Optionally, the hints 250 (or list of hints) may be ordered or include sequence data so that the pre-fetched data can be stored in a predetermined order in the cache 270 for faster access. Also optionally, the hints 250 (or list of hints) may be updated by the OS 220, device drivers 221, and/or applications 225. For example, the hints 250 may be updated with a new location for data that is to be pre-fetched during a subsequent boot operation if this data is moved during disk defragmentation. These updates may be given priority during subsequent boot.
It should be readily appreciated that by monitoring data access requests to the storage controller, boot acceleration is not dependent on input from the OS 220, and therefore may be implemented regardless of the OS being used. In addition, by monitoring data access requests to the storage controller, the hints 250 may even include requests for data which is hidden from the OS 220.
Before continuing, it is noted that the exemplary embodiments discussed above are provided for purposes of illustration. Other system implementations are also contemplated.
In operation 310 the computer system initiates a boot procedure and disk requests are monitored during the boot sequence. For example, the disk controller may monitor read and/or write requests on the hard disk drive(s). In operation 320, hints may be generated. Hints may include a list of disk locations accessed during the boot procedure (e.g., from operation 310). Optionally, other information may also be received from the OS and/or one or more device drivers resident in the OS.
On a subsequent boot, the cache may be freed (e.g., by clearing memory allocations) and I/O hardware reset. In operation 340, data may be pre-fetched from the hard disk drive in advance of being needed. In operation 350, pre-fetched data is available in cache to accelerate the boot procedure. During the boot procedure, the firmware adapters are reset and the OS is loaded into memory. The OS and corresponding application software then controls all of the processors.
Other exemplary operations may include, but are not limited to, identifying data access requests as read and/or write requests during the boot procedure (e.g., during operation 310). This information (whether the data access requests is a read or write request) may be used, for example, to update parity data in RAID storage systems and thereby accelerate write operations from the system log file. That is, additional data blocks may be pre-read for RAID storage parity calculations to accelerate anticipated operating system write operations.
The operations shown and described herein are provided to illustrate exemplary implementations of boot acceleration for computer systems and are not intended to be limiting.
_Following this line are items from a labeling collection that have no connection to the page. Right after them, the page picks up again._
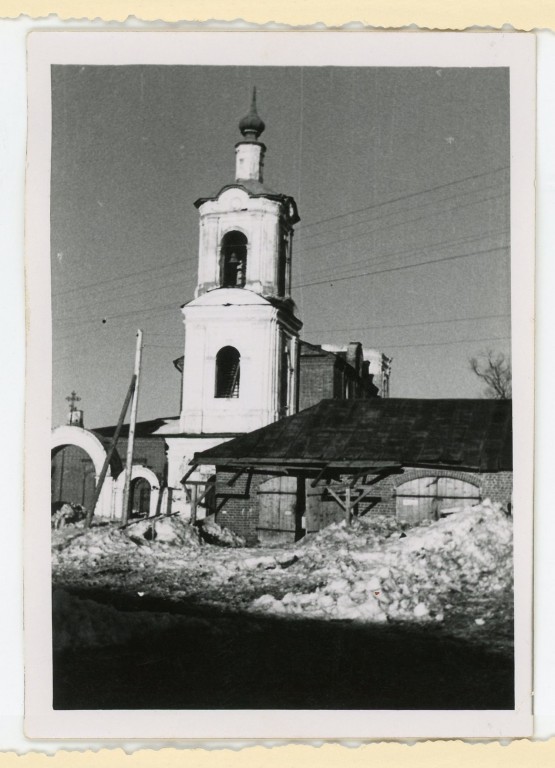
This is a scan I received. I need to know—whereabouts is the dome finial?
[239,86,266,141]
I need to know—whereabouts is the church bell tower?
[180,89,302,436]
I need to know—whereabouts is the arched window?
[214,347,241,397]
[220,231,248,288]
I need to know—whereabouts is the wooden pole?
[86,376,135,528]
[345,485,352,525]
[191,484,198,525]
[121,330,143,528]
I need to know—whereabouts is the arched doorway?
[395,475,481,525]
[50,425,121,517]
[50,445,95,510]
[114,464,162,518]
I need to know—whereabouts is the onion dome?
[239,88,266,141]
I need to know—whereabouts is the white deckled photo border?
[25,30,536,739]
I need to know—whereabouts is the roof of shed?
[195,398,513,472]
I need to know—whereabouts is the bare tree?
[469,349,512,400]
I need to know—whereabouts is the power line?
[297,192,508,254]
[370,336,511,349]
[52,259,191,297]
[304,313,510,333]
[304,177,506,243]
[294,245,508,288]
[304,228,509,284]
[303,165,510,229]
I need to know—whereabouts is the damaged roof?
[195,398,513,472]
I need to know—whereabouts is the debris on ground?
[52,501,513,648]
[252,501,512,626]
[197,515,246,547]
[50,502,87,530]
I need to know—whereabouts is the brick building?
[52,92,391,517]
[195,398,512,543]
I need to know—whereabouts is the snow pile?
[251,501,512,622]
[198,515,245,547]
[50,502,87,530]
[129,515,200,549]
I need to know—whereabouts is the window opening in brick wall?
[214,347,241,397]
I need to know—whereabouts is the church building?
[52,90,391,518]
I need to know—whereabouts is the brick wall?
[216,467,273,545]
[212,468,512,545]
[346,468,513,515]
[299,355,335,411]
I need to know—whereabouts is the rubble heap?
[251,501,512,622]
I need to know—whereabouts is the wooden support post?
[85,374,137,528]
[191,485,198,525]
[310,464,328,488]
[227,467,248,485]
[121,330,143,528]
[181,464,197,486]
[345,485,352,525]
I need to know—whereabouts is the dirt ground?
[52,505,513,709]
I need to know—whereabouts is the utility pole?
[121,329,143,528]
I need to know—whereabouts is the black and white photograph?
[22,33,534,737]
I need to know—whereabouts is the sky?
[51,66,510,427]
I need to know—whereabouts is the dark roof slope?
[195,398,512,472]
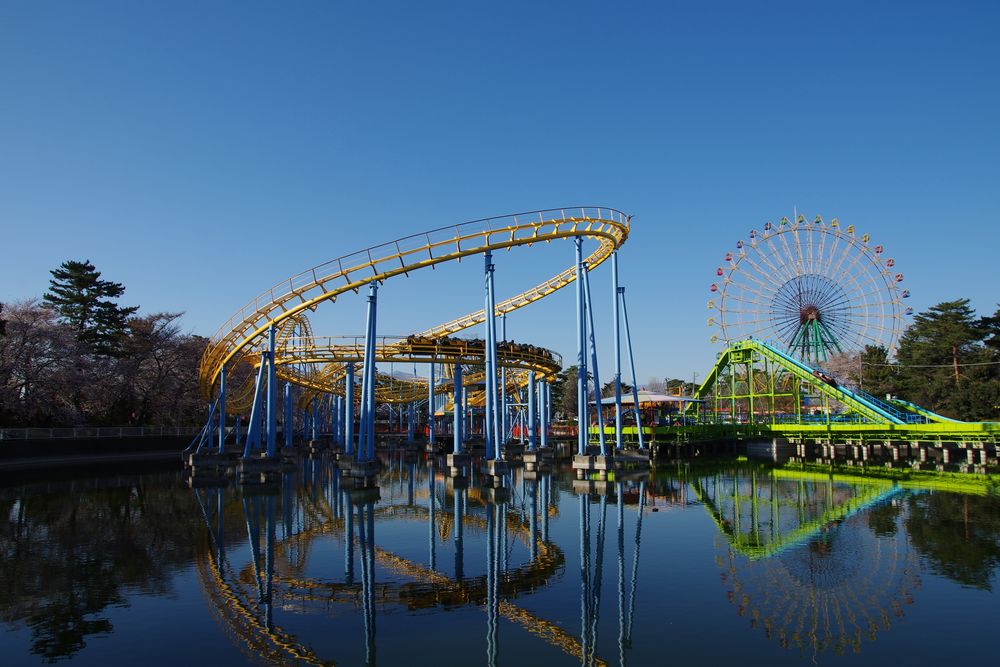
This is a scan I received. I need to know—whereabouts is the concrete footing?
[573,454,615,479]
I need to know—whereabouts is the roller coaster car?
[813,370,837,387]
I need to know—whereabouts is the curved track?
[200,207,630,405]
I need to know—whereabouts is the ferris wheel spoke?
[717,216,901,360]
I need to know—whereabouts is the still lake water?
[0,453,1000,665]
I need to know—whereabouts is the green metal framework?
[684,339,1000,441]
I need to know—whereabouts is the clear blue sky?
[0,0,1000,383]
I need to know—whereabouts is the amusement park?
[0,0,1000,667]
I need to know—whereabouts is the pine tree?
[43,259,139,357]
[896,299,985,419]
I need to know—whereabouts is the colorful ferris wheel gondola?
[708,215,912,364]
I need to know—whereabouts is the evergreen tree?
[896,299,985,419]
[858,345,897,398]
[43,260,139,357]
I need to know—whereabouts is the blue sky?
[0,0,1000,383]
For example, a different boot sequence may be implemented and the corresponding boot acceleration operations. Other operations may also vary based at least in part on design considerations.
In addition to the specific implementations explicitly set forth herein, other aspects and implementations will be apparent to those skilled in the art from consideration of the specification disclosed herein. It is intended that the specification and illustrated implementations be considered as examples only, with a true scope and spirit of the following claims.